De tekst van de brieven is geplaatst in Trb. 1996, 359.

C. VERTALING

Nr. I

MINISTERIE VAN BUITENLANDSE ZAKEN

EN INTERNATIONALE HANDEL

Nr. IDC-1550 Ottawa, 24 december 1996

Excellentie,

Ik heb de eer te verwijzen naar recente besprekingen tussen functionarissen van de Regering van Canada en de Regering van het Koninkrijk der Nederlanden betreffende ons wederzijdse doel, namelijk voortzetting van de opleiding van eenheden van de Nederlandse Strijdkrachten in Canada, die momenteel geschiedt ingevolge de overeenkomst tussen onze beide Regeringen, vervat in de briefwisseling van 4 en 5 december 1986.

Als resultaat van deze besprekingen heb ik de eer voor te stellen dat de bovengenoemde overeenkomst en het daaraan gehechte programma van voorwaarden hierbij worden beëindigd en worden vervangen door een nieuw verdrag met de volgende bepalingen:

1. Het is het Koninkrijk der Nederlanden toegestaan eenheden van de Nederlandse Strijdkrachten te oefenen, gebruik te maken van grond, luchtruim en installaties, en personeel en materieel te stationeren op locaties in Canada die door de Minister van Defensie van Canada en de Minister van Defensie van het Koninkrijk der Nederlanden wederzijds worden gekozen overeenkomstig de bepalingen en voorwaarden omschreven in dit verdrag en de onder dit verdrag vallende memoranda van overeenstemming. De perioden van de oefeningen, het gebruik, de stationering en de te verrichten werkzaamheden worden nader aangegeven in het toepasselijke memorandum van overeenstemming.

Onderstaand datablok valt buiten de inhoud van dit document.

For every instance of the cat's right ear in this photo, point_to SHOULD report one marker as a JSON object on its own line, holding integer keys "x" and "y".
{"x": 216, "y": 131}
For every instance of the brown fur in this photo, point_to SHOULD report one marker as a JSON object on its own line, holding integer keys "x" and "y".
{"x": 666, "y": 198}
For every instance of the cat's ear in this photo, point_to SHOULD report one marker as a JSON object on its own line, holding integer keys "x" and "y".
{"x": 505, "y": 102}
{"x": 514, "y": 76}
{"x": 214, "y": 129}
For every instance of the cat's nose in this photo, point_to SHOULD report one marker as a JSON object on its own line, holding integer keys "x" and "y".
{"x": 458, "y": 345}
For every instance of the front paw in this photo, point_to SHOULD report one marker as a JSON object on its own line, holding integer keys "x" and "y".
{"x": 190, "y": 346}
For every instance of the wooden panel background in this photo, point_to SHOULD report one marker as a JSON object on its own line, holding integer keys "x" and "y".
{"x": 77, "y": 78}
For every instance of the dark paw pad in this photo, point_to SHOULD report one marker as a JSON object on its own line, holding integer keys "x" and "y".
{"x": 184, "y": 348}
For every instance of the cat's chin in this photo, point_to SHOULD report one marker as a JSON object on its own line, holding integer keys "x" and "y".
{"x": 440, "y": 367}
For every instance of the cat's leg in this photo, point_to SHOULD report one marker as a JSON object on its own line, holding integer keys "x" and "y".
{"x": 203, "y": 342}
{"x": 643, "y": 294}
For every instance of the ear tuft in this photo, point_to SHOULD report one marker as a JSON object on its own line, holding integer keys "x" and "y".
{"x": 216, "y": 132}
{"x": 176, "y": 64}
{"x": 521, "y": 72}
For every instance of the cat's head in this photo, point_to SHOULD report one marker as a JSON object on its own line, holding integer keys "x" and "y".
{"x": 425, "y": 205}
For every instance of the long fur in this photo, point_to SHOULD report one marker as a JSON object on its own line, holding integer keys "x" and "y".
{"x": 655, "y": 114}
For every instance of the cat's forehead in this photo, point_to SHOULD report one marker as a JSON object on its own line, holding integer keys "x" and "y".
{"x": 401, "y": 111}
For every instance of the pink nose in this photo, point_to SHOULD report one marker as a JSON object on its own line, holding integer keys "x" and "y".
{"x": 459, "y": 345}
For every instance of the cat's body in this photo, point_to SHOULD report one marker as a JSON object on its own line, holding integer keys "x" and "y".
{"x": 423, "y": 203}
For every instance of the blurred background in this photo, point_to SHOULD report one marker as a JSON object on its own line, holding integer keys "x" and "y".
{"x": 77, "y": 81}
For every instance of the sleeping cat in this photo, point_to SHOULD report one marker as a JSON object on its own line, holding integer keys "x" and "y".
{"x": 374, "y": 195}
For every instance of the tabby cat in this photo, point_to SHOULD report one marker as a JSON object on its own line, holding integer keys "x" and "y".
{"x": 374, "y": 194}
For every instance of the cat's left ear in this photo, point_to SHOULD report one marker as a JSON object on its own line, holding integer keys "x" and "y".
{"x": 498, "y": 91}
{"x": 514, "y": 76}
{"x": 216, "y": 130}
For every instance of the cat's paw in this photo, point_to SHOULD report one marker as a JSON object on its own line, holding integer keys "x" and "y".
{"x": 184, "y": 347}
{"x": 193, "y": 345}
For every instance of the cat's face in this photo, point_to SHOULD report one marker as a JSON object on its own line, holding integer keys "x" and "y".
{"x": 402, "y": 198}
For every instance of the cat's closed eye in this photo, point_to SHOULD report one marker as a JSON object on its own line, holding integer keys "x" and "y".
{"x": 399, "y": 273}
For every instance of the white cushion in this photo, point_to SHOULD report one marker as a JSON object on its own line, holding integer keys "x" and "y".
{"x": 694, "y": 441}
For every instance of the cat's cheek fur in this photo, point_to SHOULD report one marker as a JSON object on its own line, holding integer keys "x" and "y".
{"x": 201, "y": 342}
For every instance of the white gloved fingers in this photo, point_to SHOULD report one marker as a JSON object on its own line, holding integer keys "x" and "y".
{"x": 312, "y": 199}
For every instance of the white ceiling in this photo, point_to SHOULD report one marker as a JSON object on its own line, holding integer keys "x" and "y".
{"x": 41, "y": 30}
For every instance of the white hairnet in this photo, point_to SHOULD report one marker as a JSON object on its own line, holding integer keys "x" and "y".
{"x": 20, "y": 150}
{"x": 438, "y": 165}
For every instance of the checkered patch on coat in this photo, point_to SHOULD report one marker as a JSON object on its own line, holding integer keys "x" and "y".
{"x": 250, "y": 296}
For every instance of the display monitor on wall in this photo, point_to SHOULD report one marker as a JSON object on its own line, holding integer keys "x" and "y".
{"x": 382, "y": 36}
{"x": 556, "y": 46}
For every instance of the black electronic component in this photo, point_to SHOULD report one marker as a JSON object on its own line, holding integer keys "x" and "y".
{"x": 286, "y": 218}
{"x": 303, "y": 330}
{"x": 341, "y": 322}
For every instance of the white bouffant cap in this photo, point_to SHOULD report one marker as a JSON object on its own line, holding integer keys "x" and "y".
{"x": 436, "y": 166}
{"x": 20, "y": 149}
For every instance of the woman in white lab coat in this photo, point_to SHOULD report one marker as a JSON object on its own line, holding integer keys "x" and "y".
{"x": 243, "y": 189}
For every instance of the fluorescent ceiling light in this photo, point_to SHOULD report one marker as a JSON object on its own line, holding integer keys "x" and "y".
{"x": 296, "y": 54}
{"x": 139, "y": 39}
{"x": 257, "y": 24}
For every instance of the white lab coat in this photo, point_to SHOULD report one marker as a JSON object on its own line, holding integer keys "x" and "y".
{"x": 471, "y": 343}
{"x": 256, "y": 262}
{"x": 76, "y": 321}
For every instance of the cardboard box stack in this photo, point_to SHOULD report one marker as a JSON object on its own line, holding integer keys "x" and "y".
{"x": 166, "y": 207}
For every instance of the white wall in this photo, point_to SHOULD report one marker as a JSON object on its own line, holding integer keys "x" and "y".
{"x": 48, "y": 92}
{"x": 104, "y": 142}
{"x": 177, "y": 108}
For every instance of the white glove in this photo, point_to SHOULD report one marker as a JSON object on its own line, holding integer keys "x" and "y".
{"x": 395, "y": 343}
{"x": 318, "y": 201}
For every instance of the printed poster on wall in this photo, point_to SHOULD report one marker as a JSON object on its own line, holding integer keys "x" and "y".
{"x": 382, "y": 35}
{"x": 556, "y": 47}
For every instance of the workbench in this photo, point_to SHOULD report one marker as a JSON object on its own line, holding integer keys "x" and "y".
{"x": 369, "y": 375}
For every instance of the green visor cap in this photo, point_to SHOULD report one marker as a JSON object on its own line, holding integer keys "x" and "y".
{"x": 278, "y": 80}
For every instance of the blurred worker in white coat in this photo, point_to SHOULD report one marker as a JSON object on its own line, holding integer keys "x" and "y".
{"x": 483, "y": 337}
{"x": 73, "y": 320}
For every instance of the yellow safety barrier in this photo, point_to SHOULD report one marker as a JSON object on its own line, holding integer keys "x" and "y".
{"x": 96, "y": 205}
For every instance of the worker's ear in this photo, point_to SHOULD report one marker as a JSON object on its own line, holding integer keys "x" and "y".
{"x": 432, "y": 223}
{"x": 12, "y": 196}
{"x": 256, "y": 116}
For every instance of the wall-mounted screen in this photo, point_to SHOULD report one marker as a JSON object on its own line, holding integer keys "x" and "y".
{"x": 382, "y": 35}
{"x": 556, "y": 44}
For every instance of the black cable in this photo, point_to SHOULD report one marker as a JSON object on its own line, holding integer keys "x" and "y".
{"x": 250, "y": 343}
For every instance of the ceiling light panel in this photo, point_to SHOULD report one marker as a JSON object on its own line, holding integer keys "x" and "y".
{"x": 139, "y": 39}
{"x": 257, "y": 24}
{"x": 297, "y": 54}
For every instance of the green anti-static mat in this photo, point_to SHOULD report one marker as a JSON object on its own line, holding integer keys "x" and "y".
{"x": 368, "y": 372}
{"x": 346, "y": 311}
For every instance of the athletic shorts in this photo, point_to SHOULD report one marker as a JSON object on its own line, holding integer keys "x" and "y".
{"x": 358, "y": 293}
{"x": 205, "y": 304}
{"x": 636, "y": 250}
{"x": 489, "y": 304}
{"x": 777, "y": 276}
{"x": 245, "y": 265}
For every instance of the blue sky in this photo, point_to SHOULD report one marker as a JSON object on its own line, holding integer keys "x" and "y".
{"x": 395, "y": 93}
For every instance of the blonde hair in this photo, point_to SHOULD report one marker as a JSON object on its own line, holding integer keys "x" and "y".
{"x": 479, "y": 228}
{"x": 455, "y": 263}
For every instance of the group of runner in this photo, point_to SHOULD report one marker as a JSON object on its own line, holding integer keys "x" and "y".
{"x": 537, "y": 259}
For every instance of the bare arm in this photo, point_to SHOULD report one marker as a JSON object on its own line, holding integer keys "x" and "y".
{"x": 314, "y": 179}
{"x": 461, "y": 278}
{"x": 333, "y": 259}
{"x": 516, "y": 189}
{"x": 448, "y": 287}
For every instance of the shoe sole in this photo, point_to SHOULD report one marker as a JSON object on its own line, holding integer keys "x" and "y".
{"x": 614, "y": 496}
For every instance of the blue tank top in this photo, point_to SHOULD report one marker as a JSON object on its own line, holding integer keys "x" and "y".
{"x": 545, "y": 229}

2. De rechtspositie van de eenheden van de Nederlandse Strijdkrachten die in Canada oefenen wordt geregeld door de bepalingen van de Overeenkomst tussen de Partijen bij het Noord-Atlantische Verdrag inzake de rechtspositie van hun krijgsmachten (NAVO-Status Verdrag) van 19 juni 1951, aangevuld door de negende paragraaf van dit verdrag; het NAVO-Status Verdrag wordt in Canada ten uitvoer gelegd door middel van de „Wet op de bezoekende Strijdkrachten" (Visiting Forces Act), zoals van tijd tot tijd gewijzigd.

3. De Canadese Strijdkrachten hebben het bevel over en het toezicht op de basis en de oefenvoorzieningen in gebruik bij de Nederlandse Strijdkrachten, en de oefenactiviteiten vinden plaats overeenkomstig de Canadese wetten, reglementen en voorschriften en overeenkomstig de verplichtingen van Canada ingevolge het internationale recht. Alle toepasselijke Canadese veiligheidsvoorschriften en operationele standaardprocedures dienen te worden opgevolgd. Met inachtneming van het voorafgaande wordt de oefening van de Nederlandse eenheden geregeld door de desbetreffende voorschriften van de Nederlandse Strijdkrachten.

4. De Nederlandse Strijdkrachten eerbiedigen de Canadese wetten, reglementen en voorschriften die van toepassing zijn op de Canadese Strijdkrachten met betrekking tot de bescherming van het milieu.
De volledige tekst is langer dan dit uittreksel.